Áperi es considerado uno de los templos culinarios más especiales de San Miguel de Allende. Su nombre, que significa “abrir”, refleja una filosofía que busca abrir los sentidos del comensal a un viaje íntimo, honesto y profundamente conectado con el origen de cada ingrediente. Aquí, la cocina no pretende deslumbrar con artificios, sino con la emoción que produce el sabor bien logrado. Bajo una estética refinada pero cálida, Áperi ofrece una experiencia pausada donde cada platillo es presentado como una historia: del productor, de la tierra y del proceso artesanal que lo sostiene.
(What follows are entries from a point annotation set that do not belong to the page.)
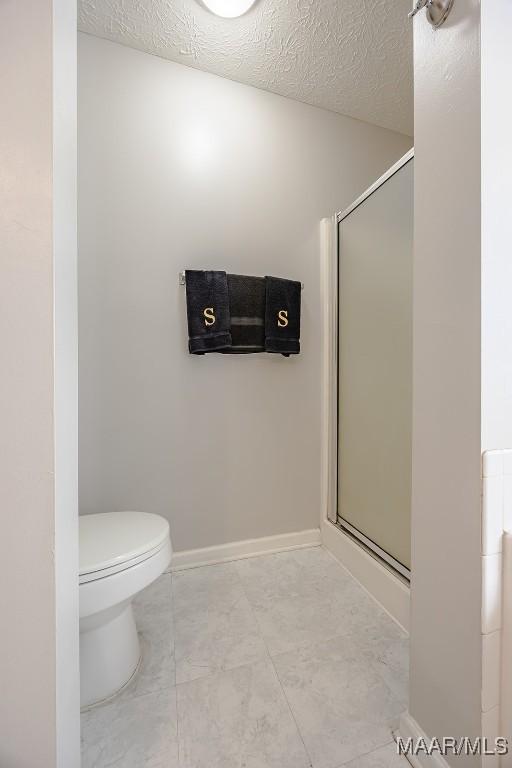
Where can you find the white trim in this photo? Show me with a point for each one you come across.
(329, 300)
(385, 176)
(409, 729)
(237, 550)
(386, 588)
El restaurante se caracteriza por trabajar con ingredientes de temporada provenientes de granjas locales de Guanajuato. Esto provoca que el menú degustación cambie constantemente, y que la experiencia —especialmente para quienes regresan— nunca sea la misma pero siempre conserve la misma intención: provocar sensaciones profundas con preparaciones elegantes y técnicas contemporáneas.
Los emplatados son sobrios, equilibrados visualmente, y cada tiempo se ensambla buscando resaltar la pureza del producto. El servicio acompaña la experiencia de forma muy cercana pero sin invadir, lo que contribuye a que el ambiente se sienta casi como una cena privada dentro de una casa. Comer en Áperi es una experiencia íntima, reflexiva y sensorial, ideal para quienes aman descubrir detalles en cada bocado.